The dataset heads in the course directory consists of six measurements on the heads of 200 soldiers in the Swiss army. The six variables are

  • MFB minimum frontal breadth
  • BAM breadth of angulus mandibulae
  • TFH true facial height
  • LGAN length from glabella to apex nasi
  • LTN length from tragion to nasion
  • LTG length from tragion to gnathion

These data were obtained from the R package Flury. Perform a PCA on these data. Specifically:

  1. Obtain the eigendecomposition of the sample covariance matrix, and interpret the first and second eigenvectors.
  2. Find the correlation between the six original variables and the first two principal components (a six by two matrix). Make a scatterplot of these correlations, draw a unit circle on the plots, and interpret the plot.
  3. For $q=0,\ldots,6$, how much variation in the data is explained by the best $q$-dimensional affine approximation?
  4. The Swiss army is considering ordering gas masks, and are debating between making either two types of gas masks or four. If they make two types, describe how the two types should differ from one another. If they make four types, describe what the differences should be. Do you think they should make two or four types?

Phonemes

The phoneme data contains $n=4509$ periodograms, each periodogram consisting of $p=256$ values and representing an audio sample of someone speaking a sound. More information on these data can be found here.

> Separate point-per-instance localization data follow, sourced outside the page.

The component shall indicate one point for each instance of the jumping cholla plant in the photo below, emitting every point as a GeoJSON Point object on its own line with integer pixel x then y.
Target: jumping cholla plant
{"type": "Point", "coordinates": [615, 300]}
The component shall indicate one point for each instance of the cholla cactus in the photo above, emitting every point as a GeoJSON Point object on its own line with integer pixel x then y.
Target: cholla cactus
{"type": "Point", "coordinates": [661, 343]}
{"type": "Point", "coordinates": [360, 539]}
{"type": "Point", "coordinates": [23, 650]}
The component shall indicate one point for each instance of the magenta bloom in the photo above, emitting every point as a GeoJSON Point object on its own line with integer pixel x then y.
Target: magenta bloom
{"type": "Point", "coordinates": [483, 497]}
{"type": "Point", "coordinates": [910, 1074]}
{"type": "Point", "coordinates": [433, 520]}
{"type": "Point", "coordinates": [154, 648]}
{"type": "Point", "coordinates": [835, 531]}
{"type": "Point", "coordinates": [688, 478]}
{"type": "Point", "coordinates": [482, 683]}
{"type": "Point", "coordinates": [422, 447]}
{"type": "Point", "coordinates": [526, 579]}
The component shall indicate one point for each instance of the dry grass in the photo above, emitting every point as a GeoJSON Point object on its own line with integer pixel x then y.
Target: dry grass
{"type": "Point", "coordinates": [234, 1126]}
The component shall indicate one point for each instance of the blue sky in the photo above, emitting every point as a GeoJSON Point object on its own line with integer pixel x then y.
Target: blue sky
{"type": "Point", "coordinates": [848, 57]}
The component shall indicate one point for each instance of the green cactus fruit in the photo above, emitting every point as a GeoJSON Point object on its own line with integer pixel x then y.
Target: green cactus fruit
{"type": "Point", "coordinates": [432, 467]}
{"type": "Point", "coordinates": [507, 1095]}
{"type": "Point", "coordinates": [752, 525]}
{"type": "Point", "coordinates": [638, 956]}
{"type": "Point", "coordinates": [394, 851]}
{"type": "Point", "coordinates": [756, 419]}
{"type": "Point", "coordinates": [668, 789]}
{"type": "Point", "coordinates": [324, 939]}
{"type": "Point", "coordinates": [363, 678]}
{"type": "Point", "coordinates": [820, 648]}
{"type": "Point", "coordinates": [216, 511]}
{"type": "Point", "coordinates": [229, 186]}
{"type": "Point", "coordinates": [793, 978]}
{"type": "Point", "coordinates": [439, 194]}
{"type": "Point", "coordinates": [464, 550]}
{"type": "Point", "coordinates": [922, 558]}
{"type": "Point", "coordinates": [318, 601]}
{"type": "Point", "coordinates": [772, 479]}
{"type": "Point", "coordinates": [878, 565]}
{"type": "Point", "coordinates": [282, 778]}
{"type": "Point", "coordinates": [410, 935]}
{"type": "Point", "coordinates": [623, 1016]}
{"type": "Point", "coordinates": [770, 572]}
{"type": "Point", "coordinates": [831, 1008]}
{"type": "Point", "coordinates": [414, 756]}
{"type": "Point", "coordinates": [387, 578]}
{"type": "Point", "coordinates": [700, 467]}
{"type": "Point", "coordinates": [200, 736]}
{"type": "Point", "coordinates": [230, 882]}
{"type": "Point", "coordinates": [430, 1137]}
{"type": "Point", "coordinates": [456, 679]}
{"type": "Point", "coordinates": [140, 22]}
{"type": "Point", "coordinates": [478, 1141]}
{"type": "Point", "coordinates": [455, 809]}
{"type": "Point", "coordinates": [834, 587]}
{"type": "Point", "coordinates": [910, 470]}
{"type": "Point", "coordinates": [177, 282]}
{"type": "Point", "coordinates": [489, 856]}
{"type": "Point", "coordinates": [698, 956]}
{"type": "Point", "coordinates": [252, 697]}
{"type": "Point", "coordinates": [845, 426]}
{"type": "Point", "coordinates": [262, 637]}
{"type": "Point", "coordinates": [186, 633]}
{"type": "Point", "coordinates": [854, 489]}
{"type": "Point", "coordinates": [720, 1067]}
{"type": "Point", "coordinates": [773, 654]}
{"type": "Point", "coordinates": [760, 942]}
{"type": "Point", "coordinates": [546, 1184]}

  1. Obtain the eigenvalues of the sample covariance matrix. Make a plot of the ordered eigenvalues and the cumulative proportion of variance explained. What fraction of the variance in the data is explained by the first four principal components?
  2. The rownames of the data matrix indicate the sounds that each periodogram represents. Make scatterplots of the first four principal components, indicating the different sounds by plotting color, character or text.
  3. Compute the four-dimensional vector of principal component means for each of the five different sounds. Report these values and include them on the previous plots.
  4. Categorize each row of the data matrix to the sound category that it is closest to, in terms of the first four principal component scores. Make a five-by-five two-way table indicating how the different sounds are categorized.